You are referencing the table tls201_appln, but it is not in the from clause. I am guessing that the second reference to tls207_pers_appln should be to the other table:
SELECT person_name, tls201_appln.nb_applicants
FROM tls206_person
INNER JOIN tls207_pers_appln ON tls206_person.person_id = tls207_pers_appln.person_id
INNER JOIN tls201_appln ON tls201_appln.appln_id = tls207_pers_appln.appln_id
WHERE person_name like '%Samsung%"'
AND tls201_appln.nb_applicants > 1
AND tls201_appln.ipr_type = "PI"
For my thesis I need to do a SQL query answering the question: "Give me all patents of a company X where there is more than one applicant (other company) in a specific time span".

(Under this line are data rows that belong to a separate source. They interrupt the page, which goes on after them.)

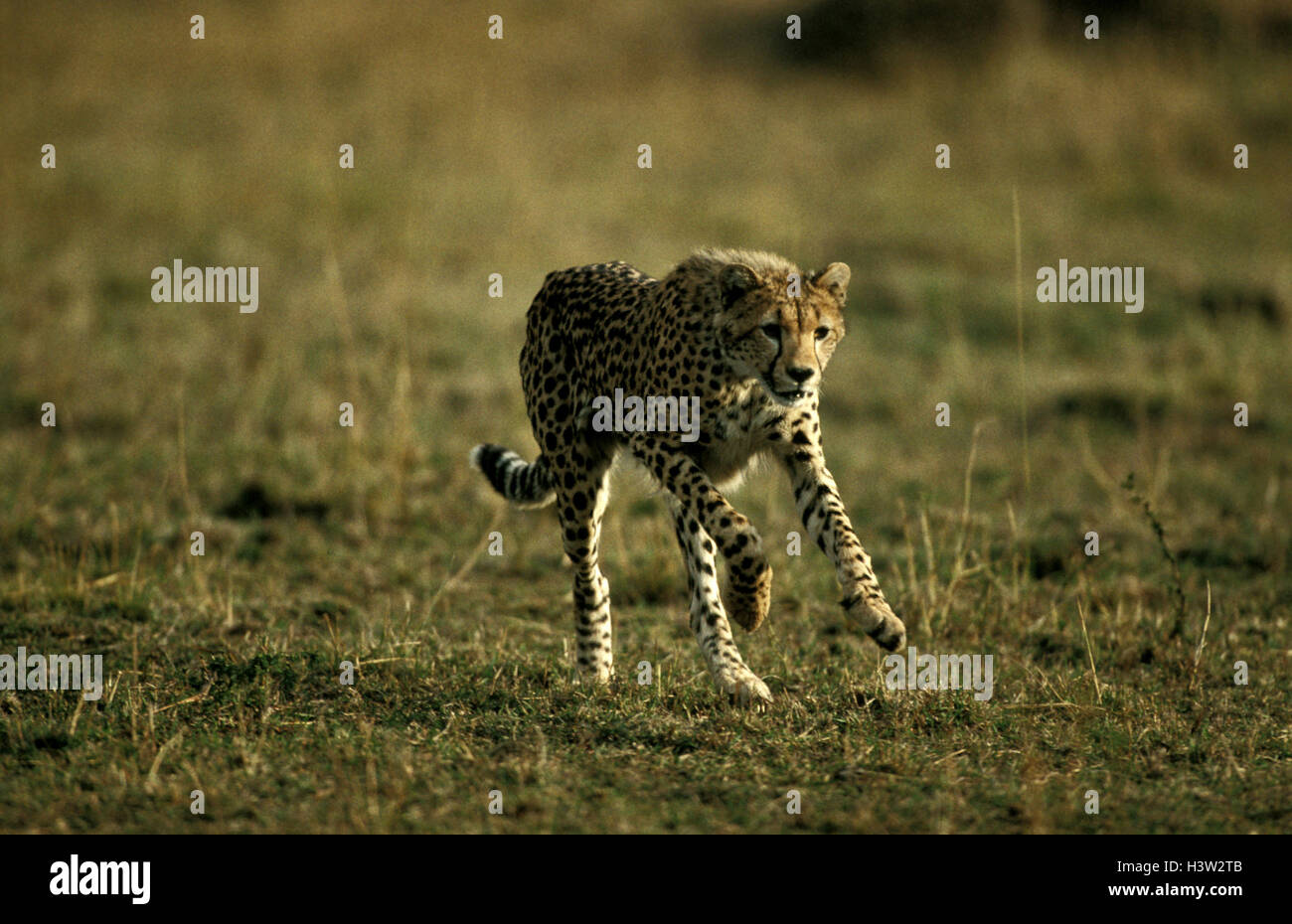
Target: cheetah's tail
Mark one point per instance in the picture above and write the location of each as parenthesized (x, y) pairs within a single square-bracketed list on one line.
[(521, 482)]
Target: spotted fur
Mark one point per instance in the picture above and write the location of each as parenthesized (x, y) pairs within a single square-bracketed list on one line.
[(730, 329)]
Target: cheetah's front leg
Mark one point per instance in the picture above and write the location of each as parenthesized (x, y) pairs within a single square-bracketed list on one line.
[(748, 592), (709, 620), (823, 515)]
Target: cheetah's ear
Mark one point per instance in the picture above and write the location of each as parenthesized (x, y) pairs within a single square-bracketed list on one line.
[(735, 280), (834, 279)]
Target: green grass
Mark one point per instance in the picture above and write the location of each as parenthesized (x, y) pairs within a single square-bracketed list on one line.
[(369, 544)]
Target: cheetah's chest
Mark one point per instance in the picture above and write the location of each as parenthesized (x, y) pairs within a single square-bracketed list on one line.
[(737, 435)]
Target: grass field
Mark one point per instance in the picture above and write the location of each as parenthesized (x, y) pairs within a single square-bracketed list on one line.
[(518, 157)]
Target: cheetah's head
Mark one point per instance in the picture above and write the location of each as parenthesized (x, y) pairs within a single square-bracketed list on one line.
[(779, 330)]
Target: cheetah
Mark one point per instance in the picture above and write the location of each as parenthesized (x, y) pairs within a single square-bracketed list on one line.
[(749, 336)]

Let me rephrase that for you :
SELECT * FROM patents p -- : "Give me all patents
WHERE p.company = 'X' -- of a company X
AND EXISTS ( -- where there is
SELECT *
FROM applicants x1
WHERE x1.patent_id = p.patent_id
AND x1.company <> 'X' -- another company:: exclude ourselves
AND x1.application_date >= $begin_date -- in a specific time span
AND x1.application_date < $end_date
-- more than one applicant (other company)
-- To avoid aggregation: Just repeat the same subquery
AND EXISTS ( -- where there is
SELECT *
FROM applicants x2
WHERE x2.patent_id = p.patent_id
AND x2.company <> 'X' -- another company:: exclude ourselves
AND x2.company <> x1.company -- :: exclude other other company, too
AND x2.application_date >= $begin_date -- in a specific time span
AND x2.application_date < $end_date
)
)
;
[Note: Since the OP did not give any table definitions, I had to invent these]
This is not the perfect query, but it does express your intentions. Given sane keys/indexes it will perform reasonably, too.